Automated Software Modernization

Model Driven Modernization

The automated software modernization market is highly fragmented with tools and services from many vendors which vary widely in quality, accuracy and price. Even for a single language pair automated software transformation is challenging and skill-intensive. It is hardly surprising that with over 500 legacy and modern languages and computing environments, automated modernization solutions are not available for many languages. The primary reason "canned" tools don't work is because the source and target languages and environments and customer requirements are highly variable and it is diffcult to create a tool that handles all possible variations in inputs, called the input space. Historically, automated language transformation tools got a bad rap because of inaccurate, inprecise and low quality translations, especially from the "free" tools which did not cover much of the input space. High-quality affordable automated modernization solutions do exist for an increasing number of languages, but they are usually offered as services.

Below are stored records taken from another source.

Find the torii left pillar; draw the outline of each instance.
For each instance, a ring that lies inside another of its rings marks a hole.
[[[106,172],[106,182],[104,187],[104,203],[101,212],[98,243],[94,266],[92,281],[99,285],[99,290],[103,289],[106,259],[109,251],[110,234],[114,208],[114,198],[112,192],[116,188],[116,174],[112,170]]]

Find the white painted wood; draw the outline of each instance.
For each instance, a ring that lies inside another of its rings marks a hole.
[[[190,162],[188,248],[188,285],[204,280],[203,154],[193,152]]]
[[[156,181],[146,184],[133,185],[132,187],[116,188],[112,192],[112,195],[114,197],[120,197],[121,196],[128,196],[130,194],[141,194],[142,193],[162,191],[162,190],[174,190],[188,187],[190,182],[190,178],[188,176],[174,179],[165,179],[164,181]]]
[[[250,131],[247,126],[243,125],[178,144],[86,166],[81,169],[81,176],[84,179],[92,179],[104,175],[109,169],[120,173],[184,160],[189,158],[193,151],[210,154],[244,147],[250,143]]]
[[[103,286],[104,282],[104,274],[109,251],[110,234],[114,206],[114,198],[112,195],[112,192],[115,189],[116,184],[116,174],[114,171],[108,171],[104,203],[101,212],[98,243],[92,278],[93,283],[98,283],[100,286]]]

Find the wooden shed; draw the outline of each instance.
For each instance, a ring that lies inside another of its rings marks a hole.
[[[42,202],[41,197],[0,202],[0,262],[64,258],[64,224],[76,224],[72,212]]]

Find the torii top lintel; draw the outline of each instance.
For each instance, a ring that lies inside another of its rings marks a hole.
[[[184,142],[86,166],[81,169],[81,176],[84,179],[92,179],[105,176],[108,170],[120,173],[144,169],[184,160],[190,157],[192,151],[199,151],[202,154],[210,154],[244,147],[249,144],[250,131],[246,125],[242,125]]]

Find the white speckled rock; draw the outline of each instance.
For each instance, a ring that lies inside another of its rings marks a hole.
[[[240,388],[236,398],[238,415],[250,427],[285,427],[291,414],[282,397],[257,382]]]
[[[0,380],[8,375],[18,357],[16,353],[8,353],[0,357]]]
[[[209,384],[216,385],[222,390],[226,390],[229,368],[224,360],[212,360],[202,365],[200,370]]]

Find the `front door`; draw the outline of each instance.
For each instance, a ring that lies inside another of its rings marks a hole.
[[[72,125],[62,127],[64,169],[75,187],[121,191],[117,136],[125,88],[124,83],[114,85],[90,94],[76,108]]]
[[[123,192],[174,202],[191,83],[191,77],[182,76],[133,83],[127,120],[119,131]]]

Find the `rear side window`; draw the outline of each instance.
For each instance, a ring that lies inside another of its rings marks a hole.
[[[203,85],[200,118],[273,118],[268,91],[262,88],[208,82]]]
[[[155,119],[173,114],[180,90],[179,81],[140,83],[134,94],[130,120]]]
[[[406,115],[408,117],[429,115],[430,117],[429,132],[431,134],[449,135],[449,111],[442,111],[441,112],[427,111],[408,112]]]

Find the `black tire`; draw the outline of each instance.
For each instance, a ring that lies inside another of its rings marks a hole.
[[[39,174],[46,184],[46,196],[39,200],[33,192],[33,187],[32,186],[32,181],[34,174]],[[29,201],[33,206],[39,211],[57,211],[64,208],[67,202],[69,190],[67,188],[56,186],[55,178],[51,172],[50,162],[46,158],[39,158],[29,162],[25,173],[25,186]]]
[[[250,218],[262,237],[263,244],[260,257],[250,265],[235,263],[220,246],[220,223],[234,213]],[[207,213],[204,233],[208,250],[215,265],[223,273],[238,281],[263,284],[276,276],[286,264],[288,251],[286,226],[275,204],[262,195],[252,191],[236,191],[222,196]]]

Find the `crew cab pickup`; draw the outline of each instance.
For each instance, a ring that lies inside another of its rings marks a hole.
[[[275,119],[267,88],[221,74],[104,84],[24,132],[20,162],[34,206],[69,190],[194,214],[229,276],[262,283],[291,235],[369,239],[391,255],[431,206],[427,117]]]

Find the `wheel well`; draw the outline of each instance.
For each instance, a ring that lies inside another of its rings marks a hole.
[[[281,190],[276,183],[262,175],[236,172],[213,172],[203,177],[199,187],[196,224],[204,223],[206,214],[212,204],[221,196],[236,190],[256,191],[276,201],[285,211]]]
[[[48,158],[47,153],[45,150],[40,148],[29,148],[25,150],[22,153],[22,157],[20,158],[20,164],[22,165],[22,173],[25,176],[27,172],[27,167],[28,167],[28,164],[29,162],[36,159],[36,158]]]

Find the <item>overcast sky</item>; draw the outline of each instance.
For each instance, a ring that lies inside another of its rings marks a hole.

A few solution service providers have developed highly powerful technology frameworks which they can rapidly adapted to new input and output spaces with near perfect accuracy and automation levels exceeding 99.99%. This cost to modify a proven tool to handle an additional language is covered by a "Set Up" charge, which can be a separate fee or absorbed in other charges on larger projects. Set up is recovered by the Return on Investment (ROI) when the tool is applied and saves hundreds of throusands of man hours and produces high quality code without the errors usually introduced by humans.

The figure to the right depicts the model-driven modernization (MDM) approach for automated software modernization. In contrast to early translators that employed regular expressions and string manipulation to carry out language translation, the MDM approach depicted in the figure is purely model-based, which means that the manipulation of the code is carried out by rules applied to a data structure which represent the code as a model, called the Abstract Syntax Tree (AST).

Transforming between 3rd generation languages and 4th generation languages (3GL and 4GL) is accomplished in a multi-step process. First a grammar system in the form of Extended BNF rules are defined for the source 3rd GL and the target 4th GL then a printer and parser are generated for each language. The language specific AST models are called Specific Abstract Syntax Tree Models (SASTM). For efficiency the 3GL SAST is transformed into a Generic Abstract Syntax Tree Model (GASTM) before it is transformed into the 4GL SAST. Through the use of a common intermediate language, many transformation rules are reusable.

 

3rd Generation Languages

Transformed Into

4th Generation Languages

Transformation between language generation, such as the 3GL to 4GL transformation, depicted above, require mapping the feature set allowed in one language into the feature set permitted in another.For efficiency the mapping between feature sets is accomplished by language-neutral transformation between 3GL GASTM and the 4GL GASTM constructs. A subsequent transformation mapping from the 4GL GASTM to a 4GL SASTM completes the model to model mappings between the source language and the target language.

In addition to language transformation, the framework also supports mapping the 3GL and 4GL ASTM to UML models which depict the source and target system's design and architecture. Target UML models and target 4GL code is exported into Interactive Development Environment (IDEs) and MDA development tools such as Microsoft's Visual Sutdio and IBM's Rational Rose.